Münchner Jazzpreis Eins, zwei oder drei

Beim 4. Jungen Münchner Jazzpreis hätten alle Bands den ersten Platz verdient, am Ende gewinnt das "Marc Doffey Quintett"

Von Oliver Hochkeppel

Eigentlich hätte das Leo Betzl Trio seinen Auftritt beim 4. Jungen Münchner Jazzpreis in der Unterfahrt absagen müssen. Der nominelle Schlagzeuger Sebastian Wolfgruber war von vorneherein verhindert, nun aber war auch noch sein Ersatzmann kurzfristig ausgefallen. Damit nicht ausgerechnet die Lokalmatadoren passen mussten, sprang Bastian Jütte ein, Träger des Echo Jazz wie des Neuen Deutschen Jazzpreises, und natürlich schon etliche Jährchen über der Altersgrenze von 27 Jahren. Der Routinier meisterte die gewiss nicht einfachen Schlagzeug-Parts brillant - für die Jury war es trotzdem eine blöde Situation, durfte sie doch Jüttes Leistung nicht berücksichtigen und musste sich nun immer fragen, wie denn das Originaltrio geklungen hätte. Was wahrscheinlich ausschlaggebend war, dass die Band am Ende nur den dritten und letzten Platz belegte. Denn ansonsten zeigte sich das schon bei einigen Wettbewerben erfolgreiche Trio gewohnt souverän: Leo Betzl selbst, der für sein romantisch-klassisch grundierten, aber auch zu wuchtigem Groove fähiges Modern-Jazz-Klavierspiel schon einen eigenen Stil gefunden hat.

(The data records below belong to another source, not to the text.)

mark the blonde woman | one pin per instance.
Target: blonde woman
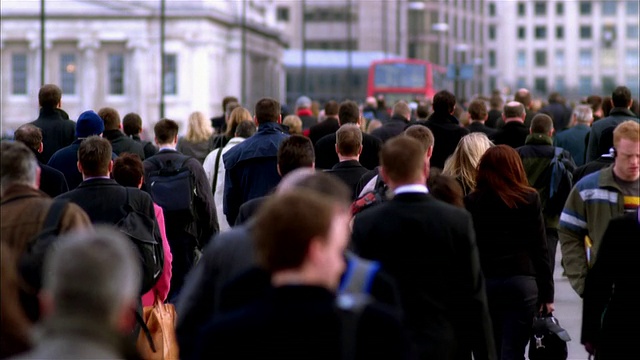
(294, 123)
(199, 139)
(463, 163)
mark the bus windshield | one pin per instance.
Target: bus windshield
(400, 75)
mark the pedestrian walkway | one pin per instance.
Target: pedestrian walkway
(568, 311)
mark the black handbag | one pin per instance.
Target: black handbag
(548, 340)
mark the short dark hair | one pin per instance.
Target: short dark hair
(94, 156)
(331, 108)
(444, 102)
(349, 112)
(226, 100)
(349, 139)
(128, 170)
(132, 124)
(422, 111)
(410, 150)
(267, 110)
(421, 133)
(165, 131)
(245, 129)
(110, 117)
(285, 226)
(541, 124)
(478, 110)
(49, 96)
(29, 135)
(294, 152)
(621, 96)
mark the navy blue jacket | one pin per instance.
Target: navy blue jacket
(251, 168)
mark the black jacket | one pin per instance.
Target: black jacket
(428, 247)
(326, 155)
(57, 132)
(446, 134)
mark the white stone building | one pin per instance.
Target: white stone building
(577, 48)
(107, 53)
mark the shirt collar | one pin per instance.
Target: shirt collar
(411, 188)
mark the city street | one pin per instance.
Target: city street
(568, 311)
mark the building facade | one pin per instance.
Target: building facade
(108, 53)
(577, 48)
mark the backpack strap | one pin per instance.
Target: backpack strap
(359, 275)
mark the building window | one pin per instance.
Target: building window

Wie auch der sensationelle Bassist Maximilian Hirning, der mit seinem packenden Techno-Jazz-Stück "Tek Tek Tek" die außergewöhnlichste, futuristischste Komposition überhaupt vorstellte.

Der andere Grund für den dritten Platz war die starke Konkurrenz: So durchgehend hochkarätig und qualitativ dicht besetzt war wohl noch kein Finalabend des Jungen Münchner Jazzpreises. Beim Leipziger Quartett Trio.Diktion bestach vor allem der lyrische Ton, die Finesse und das präzise Timing der beiden Bläser, des bei Johannes Enders und Michael Wollny ausgebildeten Saxofonisten Matti Oehl und der Posaunistin Antonia Hausmann, die sich an diesem Abend vermutlich den Solistenpreis geholt hätte, so es denn bei diesem Wettbewerb einen geben würde. Die von Oehl und dem Pianisten Philip Frischkorn stammenden Kompositionen waren sehr abwechslungsreiche, teils bezwingend mit Steigerungen arbeitende Miniaturen, die vielleicht insgesamt noch einen Tick zu brav sind.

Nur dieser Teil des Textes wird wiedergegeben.